Her organın dost ve düşman bazı besinleri oluyor. Dostluk-düşmanlık ilişkilerinden en çok etkilenen organların başında da karaciğer geliyor. Karaciğere dost besinler denince de ilk sıraya hemen ve anında enginarı yazmak gerekiyor.
Enginar pek çok nedenle özellikle de içindeki sinarin yükü sayesinde mükemmel bir karaciğer detoksçusu gibi işlev görüyor. İster salatasını yiyin, ister zeytinyağlısını tercih edin, isterseniz de haşlayıp suyunu için. Hiç fark etmiyor, enginarın her türlüsü karaciğere iyi geliyor.
Bu listeye mutlaka pancar, turp, karnabahar ve lahana grubu diğer yiyecekleri de eklemeniz şart. Bunların hemen tamamı detoks yapıcı besinler. Ayrıca çoğu kolin açısından oldukça zengin yiyecekler. Özellikle karnabahar tam bir kolin deposu.
Bu grup besinlerdeki sulforafan da mühim bir madde. Karaciğere dost besinler listesine bence kuşkonmazı da eklemeniz lazım. Aynı listeye yumurtayı, yağlı tohumları eklememek de büyük bir eksiklik olur.
Unutmayın, karaciğere iyi bakmak öncelikle ona zarar veren yanlışlardan uzak durmaktan geçiyor. Karaciğer zararlılarının en başında ise alkol geliyor. Onu hemen arkasından ilaçlar izliyor.
BİR SORU
Nereye gitti o altın çilek?
Besin üreticileri neredeyse her yıl önümüze yeni bir sağlık mucizesi koyarlar. O mucize besin bazen altın çilektir, bazen de gojiberry. Ne var ki bir iki yıl geçmez, o besinden “tıs” çıkmaz.
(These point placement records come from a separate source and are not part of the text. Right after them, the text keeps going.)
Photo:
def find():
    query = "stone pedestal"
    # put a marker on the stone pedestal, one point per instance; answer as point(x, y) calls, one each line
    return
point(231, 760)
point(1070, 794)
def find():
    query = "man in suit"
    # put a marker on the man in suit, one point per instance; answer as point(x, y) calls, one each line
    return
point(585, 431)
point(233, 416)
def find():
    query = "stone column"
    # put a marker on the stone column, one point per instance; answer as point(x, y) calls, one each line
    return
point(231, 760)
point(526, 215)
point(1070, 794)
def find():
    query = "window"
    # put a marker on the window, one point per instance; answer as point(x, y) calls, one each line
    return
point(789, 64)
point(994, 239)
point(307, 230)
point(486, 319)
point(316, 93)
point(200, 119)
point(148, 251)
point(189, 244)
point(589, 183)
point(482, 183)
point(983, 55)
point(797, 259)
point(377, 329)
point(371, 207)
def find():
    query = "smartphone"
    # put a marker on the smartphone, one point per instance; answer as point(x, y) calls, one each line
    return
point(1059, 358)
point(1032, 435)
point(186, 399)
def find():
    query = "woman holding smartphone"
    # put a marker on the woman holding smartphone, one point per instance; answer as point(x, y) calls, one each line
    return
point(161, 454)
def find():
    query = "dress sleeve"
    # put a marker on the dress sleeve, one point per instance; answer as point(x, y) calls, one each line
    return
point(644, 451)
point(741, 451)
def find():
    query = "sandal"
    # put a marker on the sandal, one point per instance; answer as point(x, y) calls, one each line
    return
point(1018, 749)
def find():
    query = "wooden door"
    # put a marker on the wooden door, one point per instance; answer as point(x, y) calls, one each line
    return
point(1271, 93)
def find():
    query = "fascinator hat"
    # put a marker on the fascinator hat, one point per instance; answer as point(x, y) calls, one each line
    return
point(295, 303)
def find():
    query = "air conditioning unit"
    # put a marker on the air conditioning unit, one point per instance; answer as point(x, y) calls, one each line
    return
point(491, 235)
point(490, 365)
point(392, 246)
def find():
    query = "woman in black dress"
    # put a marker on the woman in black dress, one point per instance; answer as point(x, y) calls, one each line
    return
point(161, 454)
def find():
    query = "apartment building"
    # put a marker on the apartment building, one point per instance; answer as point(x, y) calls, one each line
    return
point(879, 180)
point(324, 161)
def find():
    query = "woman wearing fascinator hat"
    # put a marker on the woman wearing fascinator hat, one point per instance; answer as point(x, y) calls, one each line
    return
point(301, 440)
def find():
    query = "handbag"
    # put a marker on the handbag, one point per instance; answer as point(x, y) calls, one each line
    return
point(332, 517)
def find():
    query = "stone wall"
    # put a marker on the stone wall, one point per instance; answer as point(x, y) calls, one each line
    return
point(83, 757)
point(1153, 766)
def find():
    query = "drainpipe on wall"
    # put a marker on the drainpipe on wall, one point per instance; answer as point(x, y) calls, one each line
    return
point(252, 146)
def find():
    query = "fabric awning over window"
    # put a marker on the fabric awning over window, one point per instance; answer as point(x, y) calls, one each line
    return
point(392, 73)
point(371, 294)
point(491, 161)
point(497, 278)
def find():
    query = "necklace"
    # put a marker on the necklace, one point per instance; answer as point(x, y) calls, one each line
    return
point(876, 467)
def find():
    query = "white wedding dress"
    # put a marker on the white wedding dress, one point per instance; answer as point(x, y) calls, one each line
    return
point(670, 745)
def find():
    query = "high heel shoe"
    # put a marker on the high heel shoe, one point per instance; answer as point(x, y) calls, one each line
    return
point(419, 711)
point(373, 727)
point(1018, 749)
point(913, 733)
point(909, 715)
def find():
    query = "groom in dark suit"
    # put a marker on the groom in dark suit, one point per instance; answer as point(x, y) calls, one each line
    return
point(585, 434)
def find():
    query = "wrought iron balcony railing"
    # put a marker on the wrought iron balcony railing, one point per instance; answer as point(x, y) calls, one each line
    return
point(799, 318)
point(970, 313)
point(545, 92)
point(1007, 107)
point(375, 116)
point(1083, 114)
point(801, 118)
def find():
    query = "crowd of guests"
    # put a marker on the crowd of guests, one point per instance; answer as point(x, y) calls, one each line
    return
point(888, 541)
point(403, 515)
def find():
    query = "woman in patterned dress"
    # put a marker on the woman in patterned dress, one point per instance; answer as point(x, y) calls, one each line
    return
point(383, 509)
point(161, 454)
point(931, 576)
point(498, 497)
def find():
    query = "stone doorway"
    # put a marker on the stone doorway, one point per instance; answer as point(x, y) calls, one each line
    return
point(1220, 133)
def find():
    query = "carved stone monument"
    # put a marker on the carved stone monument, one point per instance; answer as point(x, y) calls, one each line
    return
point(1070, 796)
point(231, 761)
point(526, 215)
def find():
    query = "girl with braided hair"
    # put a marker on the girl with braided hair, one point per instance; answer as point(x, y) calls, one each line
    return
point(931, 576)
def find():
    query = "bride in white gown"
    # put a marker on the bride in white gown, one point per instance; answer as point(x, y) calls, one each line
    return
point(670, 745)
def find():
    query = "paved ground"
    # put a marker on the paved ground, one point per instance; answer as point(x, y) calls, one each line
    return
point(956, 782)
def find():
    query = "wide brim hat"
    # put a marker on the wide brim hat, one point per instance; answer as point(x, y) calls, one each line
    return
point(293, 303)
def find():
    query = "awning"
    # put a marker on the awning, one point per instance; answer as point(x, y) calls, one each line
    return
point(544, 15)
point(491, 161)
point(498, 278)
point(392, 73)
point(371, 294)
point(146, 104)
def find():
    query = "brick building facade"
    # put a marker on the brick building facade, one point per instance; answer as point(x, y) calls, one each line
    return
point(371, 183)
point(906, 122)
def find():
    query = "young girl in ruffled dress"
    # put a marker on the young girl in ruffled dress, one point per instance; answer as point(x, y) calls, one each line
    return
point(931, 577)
Nedense unutulur gider birden bire.
Konuyu biraz daha açalım: Eğer yetenekli bir tanıtım çalışması imkânınız varsa siz de istediğiniz her besini, istediğiniz zaman gündeme getirebilirsiniz. Altın çilek de aslında bunlardan biriydi. O da pek çok besin gibi önce “zayıflatıyormuş!” palavrasıyla piyasaya verildi. Tabii ki arkasında hiçbir bilimsel kanıt filan yok. Bırakın bilimsel kanıtı, doğru dürüst bir doktor tavsiyesi bile olmadı.
İsterseniz gojiberry’yi de bir hatırlayalım. O da bir Uzak Doğu meyvesi. Nepal civarında yetiştiriliyor. Bizim mürdüm eriğinin cücesi. Peki, içinde özel bir mucize bileşen filan var mı? Yok. Peki, neden önerildi? Aynı sebeple: Kilo verdiriyormuş!
Tabii ki o da yol arkadaşı altın çileğin kaderini yaşadı, unutuldu, gitti.
Özeti şu: Ülkemiz bir meyve cenneti. Dünyanın “sağlıklı ilk 10 meyve” listesindeki ürünlerin en az 7-8’i bizde de yetişiyor. Ayrıca şunu da unutmayın: Besinlerle genler konuşuyor! Anlaşamadıkları zaman da problem çıkıyor.